C’est devenu quasiment un sport depuis quelques mois. On prend une information véritable, on la sort de son contexte, on l’enrobe de quelques interprétations bien tournées, on conjugue le tout au conditionnel et on transforme cela en lynchage en règle sans même donner à l’accusé la possibilité de défendre son point de vue, non pas à travers une mise au point mais dans le numéro même où l’article est paru. Autre scénario, on livre en pâture à l’opinion publique des photos de ces personnes dans un contexte non professionnel, ou, pire, celles de membres de leur famille dans un but évident de la discréditer. Certes, dans tout cela, il y a du bon et du mauvais. Il y a aussi ces vrais scandales que l’on déterre, documents et chiffres à l’appui, et l’on peut s’étonner du silence coupable de cette justice que l’on veut indépendante et qui attend la réforme de la Constitution pour le devenir du jour au lendemain…comme par miracle. Mais le propos n’est pas là, il est dans le reste, la fausse information, le dénigrement. La presse est devenue le réceptacle des règlements de comptes. Question : à qui profite ce déballage ?
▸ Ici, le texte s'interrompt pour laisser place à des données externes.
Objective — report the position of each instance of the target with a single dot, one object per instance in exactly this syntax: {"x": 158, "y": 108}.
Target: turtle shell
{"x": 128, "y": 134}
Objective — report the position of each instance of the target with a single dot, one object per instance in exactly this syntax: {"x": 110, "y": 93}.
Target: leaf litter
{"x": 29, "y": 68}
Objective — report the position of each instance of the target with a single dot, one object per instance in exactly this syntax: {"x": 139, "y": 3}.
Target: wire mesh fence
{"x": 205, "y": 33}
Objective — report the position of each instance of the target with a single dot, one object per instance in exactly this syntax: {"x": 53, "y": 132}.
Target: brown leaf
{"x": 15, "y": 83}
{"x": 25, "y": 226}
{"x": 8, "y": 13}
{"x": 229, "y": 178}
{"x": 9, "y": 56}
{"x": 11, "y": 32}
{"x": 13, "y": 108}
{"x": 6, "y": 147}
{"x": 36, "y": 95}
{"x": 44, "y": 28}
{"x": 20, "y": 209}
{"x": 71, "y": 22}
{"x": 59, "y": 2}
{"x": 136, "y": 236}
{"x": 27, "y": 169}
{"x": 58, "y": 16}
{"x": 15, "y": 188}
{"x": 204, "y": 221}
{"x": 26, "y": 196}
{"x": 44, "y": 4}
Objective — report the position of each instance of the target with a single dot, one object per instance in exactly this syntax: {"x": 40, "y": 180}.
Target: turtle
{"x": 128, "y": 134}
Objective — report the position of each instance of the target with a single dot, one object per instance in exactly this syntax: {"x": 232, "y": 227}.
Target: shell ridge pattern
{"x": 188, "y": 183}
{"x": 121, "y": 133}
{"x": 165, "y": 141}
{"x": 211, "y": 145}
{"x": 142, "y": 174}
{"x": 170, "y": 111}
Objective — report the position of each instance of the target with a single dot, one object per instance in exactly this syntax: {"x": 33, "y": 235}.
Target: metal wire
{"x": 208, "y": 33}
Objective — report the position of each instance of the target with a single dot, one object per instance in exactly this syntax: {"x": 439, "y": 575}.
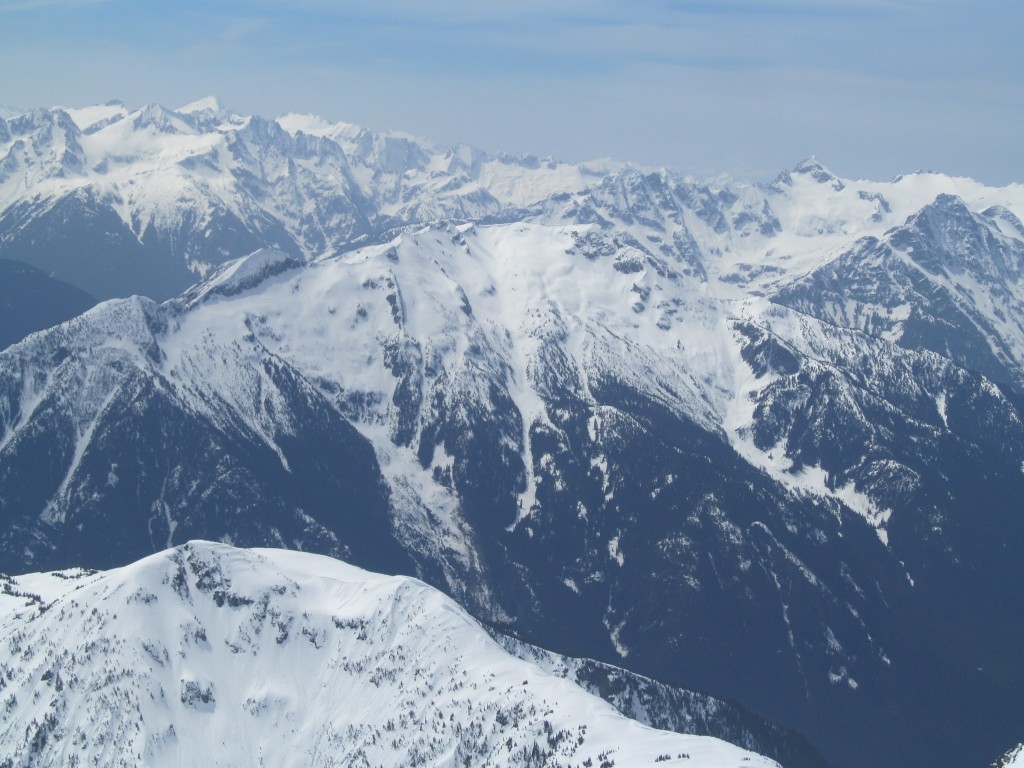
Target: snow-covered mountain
{"x": 213, "y": 655}
{"x": 763, "y": 440}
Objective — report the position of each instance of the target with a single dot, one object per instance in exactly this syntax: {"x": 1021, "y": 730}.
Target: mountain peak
{"x": 204, "y": 104}
{"x": 815, "y": 169}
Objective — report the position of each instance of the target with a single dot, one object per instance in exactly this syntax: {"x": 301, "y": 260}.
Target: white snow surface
{"x": 207, "y": 654}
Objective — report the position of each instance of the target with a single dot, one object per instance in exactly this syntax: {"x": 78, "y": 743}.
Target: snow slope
{"x": 214, "y": 655}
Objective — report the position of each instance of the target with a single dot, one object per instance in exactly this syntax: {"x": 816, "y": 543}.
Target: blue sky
{"x": 745, "y": 87}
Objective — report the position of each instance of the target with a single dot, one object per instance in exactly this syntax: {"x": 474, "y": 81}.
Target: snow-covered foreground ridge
{"x": 206, "y": 654}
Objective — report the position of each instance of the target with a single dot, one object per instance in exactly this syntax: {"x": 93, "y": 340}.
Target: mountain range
{"x": 207, "y": 654}
{"x": 763, "y": 440}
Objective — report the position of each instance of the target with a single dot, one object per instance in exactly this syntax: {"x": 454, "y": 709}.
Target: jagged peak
{"x": 160, "y": 118}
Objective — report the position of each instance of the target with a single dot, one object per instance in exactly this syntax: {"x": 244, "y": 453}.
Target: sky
{"x": 873, "y": 88}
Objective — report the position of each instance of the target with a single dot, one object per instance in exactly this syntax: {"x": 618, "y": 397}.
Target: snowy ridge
{"x": 208, "y": 653}
{"x": 631, "y": 415}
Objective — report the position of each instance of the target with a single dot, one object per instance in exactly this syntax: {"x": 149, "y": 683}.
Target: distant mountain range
{"x": 765, "y": 441}
{"x": 210, "y": 655}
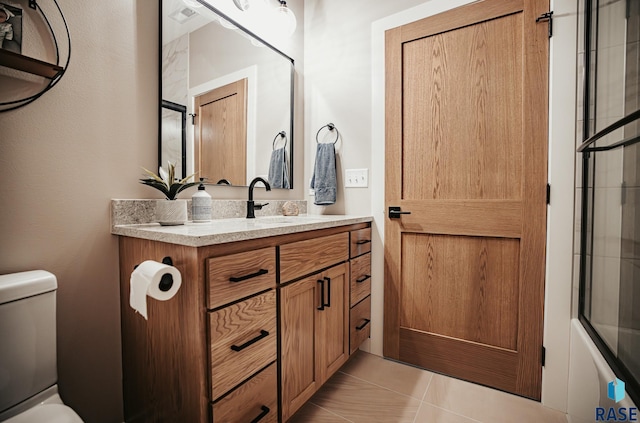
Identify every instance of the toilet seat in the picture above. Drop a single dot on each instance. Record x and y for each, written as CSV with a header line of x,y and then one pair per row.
x,y
47,413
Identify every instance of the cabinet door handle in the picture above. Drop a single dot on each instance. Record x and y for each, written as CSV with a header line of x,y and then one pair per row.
x,y
362,278
249,276
321,283
362,326
265,411
328,304
263,334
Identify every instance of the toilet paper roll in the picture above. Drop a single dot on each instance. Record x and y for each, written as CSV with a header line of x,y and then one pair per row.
x,y
152,279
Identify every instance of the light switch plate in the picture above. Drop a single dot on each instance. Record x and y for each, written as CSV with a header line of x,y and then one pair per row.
x,y
356,178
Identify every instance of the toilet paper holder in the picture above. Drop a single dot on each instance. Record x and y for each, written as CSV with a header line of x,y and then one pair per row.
x,y
166,282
Le plus dangereux est qu’avec l’arrivée de la presse électronique et les réseaux sociaux, ces informations trouvent une amplification telle que même les voix des rares personnes qui osent se défendre se perdent dans le brouhaha assourdissant de l’information consommée, commentée et déjà périmée en quelques heures. Après, c’est trop tard !
L’explication, personne n’en veut parce qu’elle détruit le scoop, elle n’est pas assez sanglante pour faire de l’audience. Cela bien sûr quand on peut se défendre, car il existe aujourd’hui un vide juridique très dangereux: des organes de presse se créent sur le net sans être des entités morales, ni répondre aux nécessaires conditions de création d’une entreprise de presse. Qui poursuivre pour se défendre ?

Si la presse, aussi bien écrite qu’électronique, est nécessaire pour une démocratie et à plus forte raison en ces temps de changements historiques,  nombre de ses membres ne rendent pas service à la profession en la décrédibilisant. Nous sommes en train de creuser nos propres tombes.